Va a nuotare e muore, inutili i soccorsi

19 Giugno 2020

Giovanni Ferrarini, 71 anni, aveva lasciato la moglie sulla spiaggia libera prima di tuffarsi. L’allarme dato da alcuni bambini

MONTESILVANO. Una nuotata in mare a metà mattina, assecondando la passione per quelle bracciate.

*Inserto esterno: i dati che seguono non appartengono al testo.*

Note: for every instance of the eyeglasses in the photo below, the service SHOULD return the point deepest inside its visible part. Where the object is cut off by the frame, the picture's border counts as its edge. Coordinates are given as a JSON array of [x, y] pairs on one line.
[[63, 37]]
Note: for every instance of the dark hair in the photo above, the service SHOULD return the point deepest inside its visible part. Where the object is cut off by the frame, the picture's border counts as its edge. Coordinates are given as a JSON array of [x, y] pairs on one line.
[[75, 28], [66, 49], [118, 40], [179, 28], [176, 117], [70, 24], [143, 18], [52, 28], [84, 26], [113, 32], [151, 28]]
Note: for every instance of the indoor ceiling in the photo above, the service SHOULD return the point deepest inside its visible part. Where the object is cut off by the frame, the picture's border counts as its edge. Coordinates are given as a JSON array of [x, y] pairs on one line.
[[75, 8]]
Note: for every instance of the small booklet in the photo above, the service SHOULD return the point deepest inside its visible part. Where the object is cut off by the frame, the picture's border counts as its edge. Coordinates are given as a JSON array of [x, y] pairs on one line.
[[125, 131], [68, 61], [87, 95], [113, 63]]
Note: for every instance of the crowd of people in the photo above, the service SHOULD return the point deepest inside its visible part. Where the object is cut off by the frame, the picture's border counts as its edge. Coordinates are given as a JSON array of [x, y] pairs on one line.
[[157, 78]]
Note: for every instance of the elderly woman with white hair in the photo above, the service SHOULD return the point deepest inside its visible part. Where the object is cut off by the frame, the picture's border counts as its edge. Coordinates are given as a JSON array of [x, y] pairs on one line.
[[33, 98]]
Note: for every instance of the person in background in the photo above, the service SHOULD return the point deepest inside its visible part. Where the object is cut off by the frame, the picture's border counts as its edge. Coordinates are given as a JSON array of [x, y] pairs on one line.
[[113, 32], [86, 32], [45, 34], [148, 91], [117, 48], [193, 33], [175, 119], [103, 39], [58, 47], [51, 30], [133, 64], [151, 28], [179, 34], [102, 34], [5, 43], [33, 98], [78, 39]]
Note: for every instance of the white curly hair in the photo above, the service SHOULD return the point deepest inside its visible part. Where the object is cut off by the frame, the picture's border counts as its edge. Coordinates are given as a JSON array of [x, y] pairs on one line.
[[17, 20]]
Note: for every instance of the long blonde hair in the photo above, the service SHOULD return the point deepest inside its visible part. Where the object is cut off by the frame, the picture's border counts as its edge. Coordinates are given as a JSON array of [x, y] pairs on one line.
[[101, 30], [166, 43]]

Ma ieri mattina uno dei bagni estivi in Adriatico è costato la vita a un uomo di Montesilvano di 71 anni, Giovanni Ferrarini, che è morto proprio mentre era in acqua, all’altezza dello stabilimento la Bussola, verosimilmente dopo aver avuto un malore che ne avrebbe causato l'annegamento.
Inutili i soccorsi, per lui, che si sono susseguiti subito dopo la scoperta del corpo: sono intervenuti prima i bagnini, poi dei bagnanti e quindi il 118, arrivato con un’ambulanza da Montesilvano, il tutto nel giro di pochissimo. Ma il cuore dell’uomo si era fermato per sempre e a nulla è servito neppure il defibrillatore.
Il pensionato, originario di Manoppello, il primo bagnante a perdere la vita in spiaggia in questa stagione balneare, è stato quindi trasportato in obitorio, dopo una prima ispezione da parte del medico legale. E questa mattina è prevista una ricognizione cadaverica, prima che la Procura dia il via libera alla restituzione della salma ai familiari, per l'ultimo saluto.
Ieri erano le 11, all'incirca, quando è scattato l'allarme.
Sono stati dei bambini a richiamare l'attenzione del bagnino della Bussola, Kevin Smith. Mentre si trovavano prima del limite di acque sicure, i ragazzini hanno notato il corpo di un uomo supino, oltre quel limite. Il bagnino si è immediatamente attivato per raggiungere e recuperare l'uomo e, nello stesso tempo, ha richiamato l'attenzione di due colleghi, quelli in servizio sui tratti di litorale più a nord e più a sud, Ganzha Mark dello stabilimento Saturnia e Stefano Feriozzi, del Faro, che sono intervenuti subito a supportalo.
I tre hanno raggiunto Ferrarini e lo hanno riportato a riva, riavviando subito dopo le procedure di rianimazione.
Nello stesso tempo, un quarto giovane, Gianluca De Intinis, ex bagnino, si è precipitato sullo stabilimento per prelevare il defibrillatore. E lo ha portato in spiaggia. In quei drammatici frangenti si sono presentati anche due bagnanti, che dopo essersi qualificati come personale sanitario per aiutare nei soccorsi i quattro bagnini, hanno collaborato al tentativo di rianimazione proseguito immediatamente dopo dagli addetti del 118. Ma non c'è stato niente da fare.
C'è voluto un po’, da parte della Capitaneria di porto che è intervenuta per gli accertamenti, prima di identificare l'uomo, non trattandosi di un cliente della Bussola. Giovanni Ferrarini era, infatti, un frequentatore della spiaggia libera (a circa 200 metri dalla Bussola, vicino alla Conchiglia azzurra). Ierimattina, prima di quel bagno, secondo quanto è stato ricostruito, il 71enne aveva piazzato ombrellone e sdraio e poi si era spostato in acqua, per il bagno quotidiano, visto che amava molto nuotare. Poi è stata la moglie a presentarsi alla Bussola, essendosi messa alla ricerca del marito, preoccupata perché non lo vedeva tornare. E ha saputo la terribile notizia del malore, probabilmente un infarto, che potrebbe aver causato l'annegamento del 71enne, almeno stando a una prima ricostruzione della disgrazia.